Comment gérer les objections pendant un pitch commercial ?

Une objection n'est pas un refus définitif. C'est un signal d'attention. Le bon réflexe est de ralentir au lieu d'accélérer. Accueillez l'objection, validez-la, puis explorez-la avant de répondre. Par exemple : « C'est un point important. Quand vous dites cela, qu'est-ce qui vous préoccupe le plus ? » Cette approche évite de traiter une objection de façade. Ensuite, répondez avec précision et revenez au besoin initial. Une objection bien traitée renforce souvent davantage la vente qu'un pitch sans contradiction.
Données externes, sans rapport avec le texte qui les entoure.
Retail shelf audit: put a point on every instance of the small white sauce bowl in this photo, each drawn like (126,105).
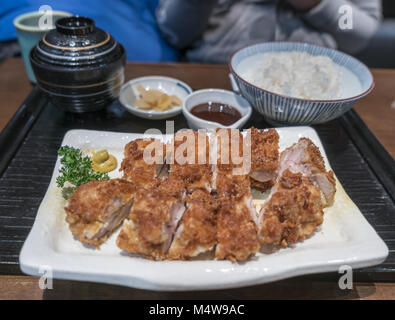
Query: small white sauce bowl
(170,86)
(220,96)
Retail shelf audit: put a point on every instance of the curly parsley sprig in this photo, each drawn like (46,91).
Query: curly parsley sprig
(76,170)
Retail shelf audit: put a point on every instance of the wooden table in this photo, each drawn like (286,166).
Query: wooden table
(377,110)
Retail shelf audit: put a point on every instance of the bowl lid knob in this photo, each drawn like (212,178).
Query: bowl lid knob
(75,25)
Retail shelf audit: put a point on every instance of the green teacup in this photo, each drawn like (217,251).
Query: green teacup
(31,27)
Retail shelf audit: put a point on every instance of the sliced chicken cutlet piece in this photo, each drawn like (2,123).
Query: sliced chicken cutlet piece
(197,232)
(292,213)
(191,160)
(304,157)
(97,208)
(136,169)
(153,219)
(236,227)
(264,158)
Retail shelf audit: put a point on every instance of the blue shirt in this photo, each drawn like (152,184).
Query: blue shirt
(131,22)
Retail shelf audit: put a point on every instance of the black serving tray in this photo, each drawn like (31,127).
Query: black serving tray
(30,141)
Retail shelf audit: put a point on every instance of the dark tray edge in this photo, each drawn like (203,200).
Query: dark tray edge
(14,133)
(373,152)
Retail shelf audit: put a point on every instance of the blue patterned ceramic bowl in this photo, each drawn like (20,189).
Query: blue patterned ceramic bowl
(357,82)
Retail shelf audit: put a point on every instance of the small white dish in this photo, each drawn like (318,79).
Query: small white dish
(215,95)
(170,86)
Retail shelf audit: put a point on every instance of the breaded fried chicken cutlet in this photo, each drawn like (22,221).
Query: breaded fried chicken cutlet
(303,188)
(97,208)
(194,169)
(293,212)
(236,228)
(264,158)
(197,232)
(136,169)
(153,219)
(305,157)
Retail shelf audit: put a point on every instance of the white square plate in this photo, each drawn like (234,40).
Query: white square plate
(345,238)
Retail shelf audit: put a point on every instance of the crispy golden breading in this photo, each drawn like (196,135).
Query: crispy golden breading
(229,150)
(293,212)
(194,169)
(305,157)
(197,232)
(236,232)
(152,221)
(135,168)
(264,157)
(236,228)
(97,208)
(233,187)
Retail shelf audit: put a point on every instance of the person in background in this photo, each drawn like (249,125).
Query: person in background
(211,30)
(131,22)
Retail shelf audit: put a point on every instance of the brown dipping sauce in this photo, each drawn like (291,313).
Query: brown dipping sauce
(217,112)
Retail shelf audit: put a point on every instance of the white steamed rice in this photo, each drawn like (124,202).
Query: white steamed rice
(296,74)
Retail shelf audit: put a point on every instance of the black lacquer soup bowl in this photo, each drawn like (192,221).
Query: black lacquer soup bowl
(80,67)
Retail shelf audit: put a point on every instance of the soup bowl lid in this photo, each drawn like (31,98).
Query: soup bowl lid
(76,43)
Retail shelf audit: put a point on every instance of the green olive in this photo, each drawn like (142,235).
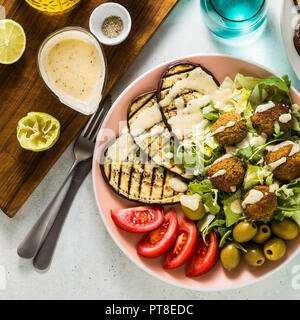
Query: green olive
(254,255)
(197,214)
(230,256)
(274,249)
(244,231)
(263,234)
(286,229)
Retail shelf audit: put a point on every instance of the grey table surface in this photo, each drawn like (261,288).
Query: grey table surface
(87,263)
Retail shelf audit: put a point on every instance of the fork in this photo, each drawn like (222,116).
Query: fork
(83,150)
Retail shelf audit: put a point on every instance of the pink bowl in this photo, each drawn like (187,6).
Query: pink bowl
(217,278)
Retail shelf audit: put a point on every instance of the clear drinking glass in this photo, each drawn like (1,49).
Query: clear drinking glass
(233,18)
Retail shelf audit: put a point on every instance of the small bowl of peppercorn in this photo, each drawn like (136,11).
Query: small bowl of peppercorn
(110,23)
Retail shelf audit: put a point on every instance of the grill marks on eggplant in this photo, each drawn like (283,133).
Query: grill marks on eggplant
(156,136)
(134,180)
(172,76)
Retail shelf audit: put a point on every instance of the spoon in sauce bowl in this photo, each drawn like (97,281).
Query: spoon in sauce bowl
(73,66)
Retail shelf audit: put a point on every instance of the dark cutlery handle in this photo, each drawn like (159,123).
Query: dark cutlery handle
(44,256)
(29,246)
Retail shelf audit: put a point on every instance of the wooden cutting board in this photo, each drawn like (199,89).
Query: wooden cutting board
(22,90)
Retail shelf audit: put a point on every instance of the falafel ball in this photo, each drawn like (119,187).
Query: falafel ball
(288,156)
(259,203)
(227,173)
(230,129)
(266,114)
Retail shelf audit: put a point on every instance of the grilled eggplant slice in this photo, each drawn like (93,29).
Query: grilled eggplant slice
(150,133)
(126,169)
(184,89)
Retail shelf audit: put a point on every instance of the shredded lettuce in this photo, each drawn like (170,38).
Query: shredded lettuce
(289,201)
(231,216)
(271,89)
(254,175)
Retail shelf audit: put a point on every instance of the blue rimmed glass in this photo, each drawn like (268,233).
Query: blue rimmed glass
(233,18)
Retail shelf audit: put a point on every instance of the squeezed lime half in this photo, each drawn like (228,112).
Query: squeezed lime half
(38,131)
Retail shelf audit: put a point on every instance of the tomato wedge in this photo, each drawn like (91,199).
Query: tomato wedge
(205,256)
(184,246)
(138,219)
(160,240)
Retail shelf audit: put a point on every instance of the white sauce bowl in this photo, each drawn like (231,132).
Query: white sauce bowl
(107,10)
(85,107)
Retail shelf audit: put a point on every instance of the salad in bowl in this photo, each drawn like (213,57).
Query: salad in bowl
(229,153)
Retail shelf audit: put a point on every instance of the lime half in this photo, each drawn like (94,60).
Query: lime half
(38,131)
(12,41)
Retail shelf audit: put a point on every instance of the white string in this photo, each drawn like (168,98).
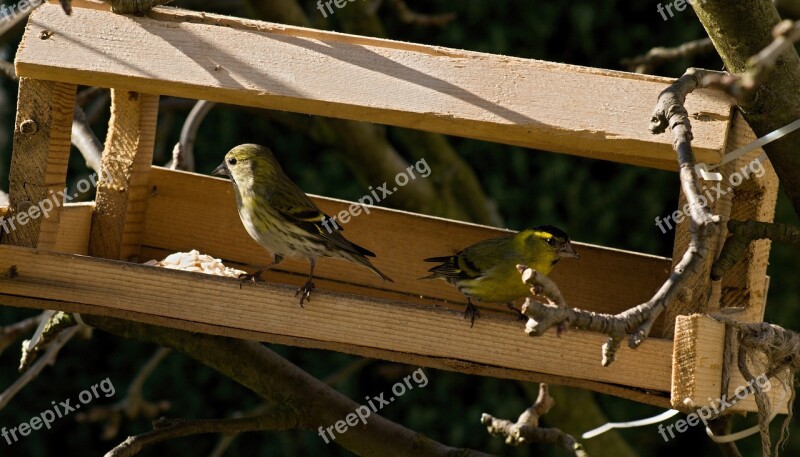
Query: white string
(704,170)
(637,423)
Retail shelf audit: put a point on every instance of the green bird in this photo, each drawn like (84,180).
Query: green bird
(280,216)
(487,270)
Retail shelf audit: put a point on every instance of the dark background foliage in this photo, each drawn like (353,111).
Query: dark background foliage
(597,202)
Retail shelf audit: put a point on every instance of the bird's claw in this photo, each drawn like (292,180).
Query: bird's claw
(255,277)
(471,313)
(519,314)
(306,290)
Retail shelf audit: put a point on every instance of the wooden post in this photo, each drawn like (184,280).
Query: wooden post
(744,286)
(118,222)
(697,368)
(38,173)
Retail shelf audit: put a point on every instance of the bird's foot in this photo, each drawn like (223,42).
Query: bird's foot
(520,316)
(255,277)
(305,290)
(471,313)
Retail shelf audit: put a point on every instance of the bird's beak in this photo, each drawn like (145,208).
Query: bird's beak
(567,251)
(221,170)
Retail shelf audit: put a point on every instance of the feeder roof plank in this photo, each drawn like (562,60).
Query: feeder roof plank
(542,105)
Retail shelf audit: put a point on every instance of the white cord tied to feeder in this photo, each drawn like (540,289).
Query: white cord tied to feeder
(705,171)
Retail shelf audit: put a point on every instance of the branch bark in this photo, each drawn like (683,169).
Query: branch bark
(739,31)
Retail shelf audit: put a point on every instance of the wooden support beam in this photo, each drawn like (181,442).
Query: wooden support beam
(697,368)
(74,229)
(543,105)
(38,174)
(750,188)
(343,319)
(744,286)
(122,194)
(178,219)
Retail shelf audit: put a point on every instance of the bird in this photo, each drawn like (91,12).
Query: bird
(280,217)
(487,270)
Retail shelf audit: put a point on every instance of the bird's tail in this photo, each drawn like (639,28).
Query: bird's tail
(360,259)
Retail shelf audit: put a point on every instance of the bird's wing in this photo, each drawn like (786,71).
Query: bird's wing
(298,209)
(474,261)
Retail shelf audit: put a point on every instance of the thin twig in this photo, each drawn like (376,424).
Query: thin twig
(167,429)
(659,56)
(183,153)
(526,429)
(133,405)
(11,333)
(637,322)
(31,373)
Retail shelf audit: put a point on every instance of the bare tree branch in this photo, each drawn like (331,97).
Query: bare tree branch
(286,385)
(743,86)
(48,358)
(133,405)
(637,322)
(659,56)
(183,153)
(526,429)
(167,429)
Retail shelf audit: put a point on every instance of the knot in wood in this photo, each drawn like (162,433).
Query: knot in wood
(28,127)
(685,295)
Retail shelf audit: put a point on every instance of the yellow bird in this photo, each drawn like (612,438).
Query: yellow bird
(487,270)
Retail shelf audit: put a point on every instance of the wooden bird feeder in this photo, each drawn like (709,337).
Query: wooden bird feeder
(86,257)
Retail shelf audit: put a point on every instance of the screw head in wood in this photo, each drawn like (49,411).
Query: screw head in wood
(28,127)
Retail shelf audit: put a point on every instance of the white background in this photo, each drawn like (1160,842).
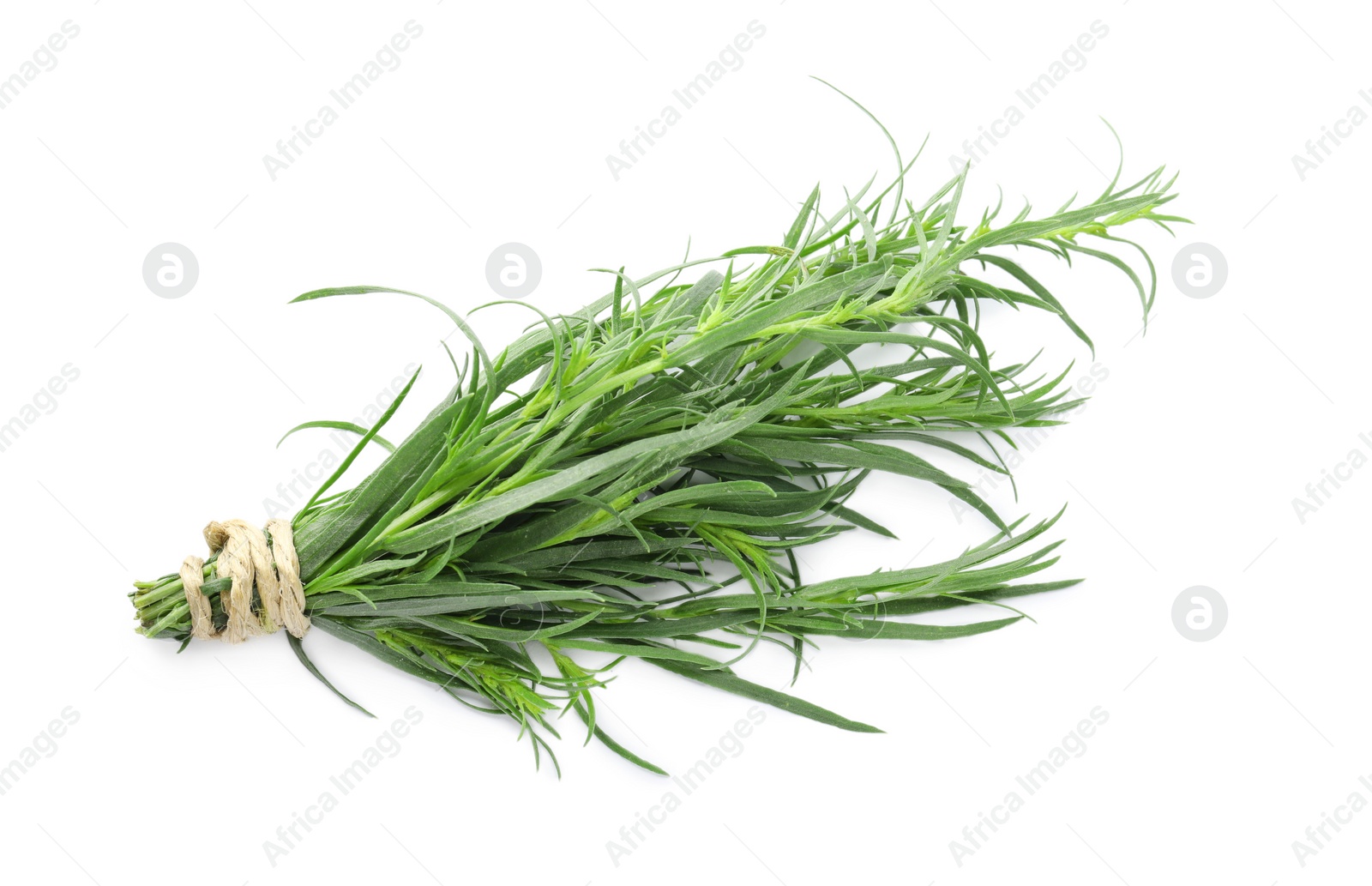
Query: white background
(1182,472)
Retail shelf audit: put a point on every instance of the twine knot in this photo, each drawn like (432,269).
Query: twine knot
(250,558)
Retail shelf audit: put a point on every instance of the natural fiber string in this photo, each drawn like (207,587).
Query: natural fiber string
(250,558)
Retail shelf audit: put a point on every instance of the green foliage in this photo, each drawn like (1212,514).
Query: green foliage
(631,480)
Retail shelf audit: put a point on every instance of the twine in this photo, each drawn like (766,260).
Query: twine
(251,558)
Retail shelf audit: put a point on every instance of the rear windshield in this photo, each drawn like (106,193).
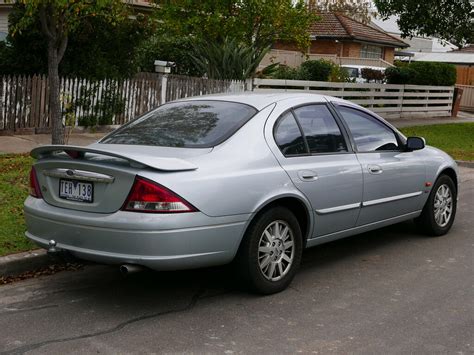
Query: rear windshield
(190,124)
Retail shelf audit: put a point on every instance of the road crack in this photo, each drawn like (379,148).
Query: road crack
(190,305)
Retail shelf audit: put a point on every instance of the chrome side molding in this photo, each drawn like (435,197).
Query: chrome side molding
(390,199)
(81,175)
(338,208)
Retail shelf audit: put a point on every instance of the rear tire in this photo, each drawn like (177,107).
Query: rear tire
(439,212)
(271,250)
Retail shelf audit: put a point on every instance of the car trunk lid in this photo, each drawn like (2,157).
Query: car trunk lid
(99,178)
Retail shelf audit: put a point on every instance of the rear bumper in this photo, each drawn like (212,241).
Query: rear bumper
(157,241)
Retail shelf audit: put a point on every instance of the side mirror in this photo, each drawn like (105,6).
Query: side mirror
(415,143)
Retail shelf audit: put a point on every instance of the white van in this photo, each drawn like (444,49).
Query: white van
(355,71)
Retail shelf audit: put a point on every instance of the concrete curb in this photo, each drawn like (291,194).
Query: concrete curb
(466,164)
(15,264)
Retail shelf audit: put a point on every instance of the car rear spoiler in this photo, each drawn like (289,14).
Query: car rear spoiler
(135,160)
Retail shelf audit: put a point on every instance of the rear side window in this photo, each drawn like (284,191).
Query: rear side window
(288,136)
(369,133)
(320,129)
(189,124)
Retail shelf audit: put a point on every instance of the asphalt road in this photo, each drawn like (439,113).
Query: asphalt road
(390,291)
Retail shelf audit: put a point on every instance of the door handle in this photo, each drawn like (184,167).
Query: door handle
(375,169)
(307,175)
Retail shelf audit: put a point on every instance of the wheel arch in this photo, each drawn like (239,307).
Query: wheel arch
(300,207)
(449,171)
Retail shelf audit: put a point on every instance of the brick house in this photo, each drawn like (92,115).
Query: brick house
(340,36)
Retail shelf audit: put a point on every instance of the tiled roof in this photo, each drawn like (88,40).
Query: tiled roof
(337,26)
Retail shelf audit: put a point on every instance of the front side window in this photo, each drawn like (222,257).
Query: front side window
(189,124)
(320,129)
(369,134)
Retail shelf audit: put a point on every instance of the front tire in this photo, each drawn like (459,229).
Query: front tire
(271,251)
(439,212)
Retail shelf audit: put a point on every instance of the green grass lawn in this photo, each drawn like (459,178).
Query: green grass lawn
(14,181)
(456,139)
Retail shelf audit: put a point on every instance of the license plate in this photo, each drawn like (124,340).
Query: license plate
(74,190)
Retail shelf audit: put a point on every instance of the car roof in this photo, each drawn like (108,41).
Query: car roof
(261,100)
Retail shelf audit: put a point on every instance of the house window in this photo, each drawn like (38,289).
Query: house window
(367,51)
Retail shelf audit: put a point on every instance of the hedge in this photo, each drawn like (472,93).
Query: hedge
(422,73)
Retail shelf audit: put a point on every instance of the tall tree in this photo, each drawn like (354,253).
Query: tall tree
(97,50)
(360,10)
(255,23)
(58,19)
(450,20)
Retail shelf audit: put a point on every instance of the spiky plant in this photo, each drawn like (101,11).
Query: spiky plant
(229,60)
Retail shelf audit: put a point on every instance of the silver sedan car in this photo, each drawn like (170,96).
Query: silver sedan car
(251,179)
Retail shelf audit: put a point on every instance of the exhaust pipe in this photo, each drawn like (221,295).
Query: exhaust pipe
(52,247)
(126,269)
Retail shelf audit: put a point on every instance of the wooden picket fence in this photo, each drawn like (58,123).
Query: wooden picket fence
(24,106)
(389,101)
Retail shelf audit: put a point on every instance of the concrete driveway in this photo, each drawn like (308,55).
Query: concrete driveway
(390,291)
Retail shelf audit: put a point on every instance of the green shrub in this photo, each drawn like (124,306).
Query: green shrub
(316,70)
(431,73)
(285,72)
(422,73)
(375,75)
(399,75)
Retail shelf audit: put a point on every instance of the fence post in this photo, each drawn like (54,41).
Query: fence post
(249,85)
(164,84)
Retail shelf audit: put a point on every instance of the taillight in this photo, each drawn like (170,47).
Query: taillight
(148,196)
(35,190)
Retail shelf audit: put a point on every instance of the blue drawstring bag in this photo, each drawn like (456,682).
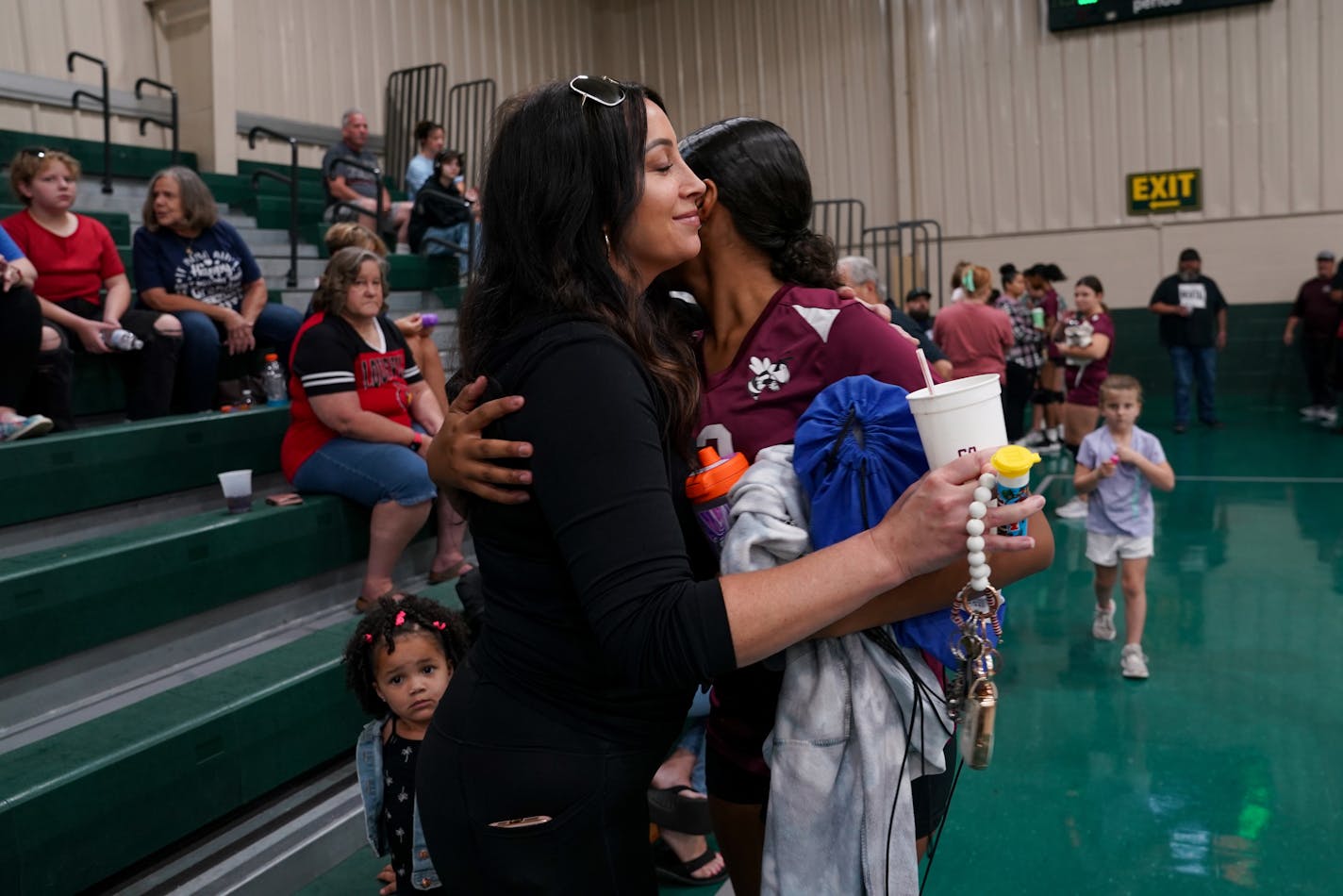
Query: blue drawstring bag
(857,449)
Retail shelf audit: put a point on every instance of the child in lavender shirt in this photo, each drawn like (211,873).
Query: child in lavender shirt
(1119,464)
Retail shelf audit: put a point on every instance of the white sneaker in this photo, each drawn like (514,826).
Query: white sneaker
(1033,440)
(1133,661)
(1103,623)
(1074,509)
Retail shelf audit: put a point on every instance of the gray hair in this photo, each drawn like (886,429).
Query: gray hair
(858,269)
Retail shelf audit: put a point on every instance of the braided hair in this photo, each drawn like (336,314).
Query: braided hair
(379,630)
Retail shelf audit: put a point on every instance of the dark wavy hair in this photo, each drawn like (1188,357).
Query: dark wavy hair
(561,176)
(379,630)
(763,180)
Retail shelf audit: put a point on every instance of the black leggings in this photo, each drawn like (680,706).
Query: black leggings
(21,336)
(489,756)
Comment conclure un rendez-vous commercial avec un prospect intéressé mais prudent ?

La bonne conclusion n'est pas de forcer la signature, mais de sécuriser la prochaine étape logique. Résumez d'abord les points d'accord : besoin, valeur perçue, conditions de réussite. Puis faites émerger le dernier frein éventuel. Vous pouvez dire : « Avant de décider de la suite, qu'est-ce qui doit encore être clarifié pour que vous soyez à l'aise ? » Si le prospect est réellement intéressé mais prudent, cette question ouvre un échange utile. Ensuite, proposez une suite simple, claire et cohérente avec son niveau de maturité, sans brûler les étapes.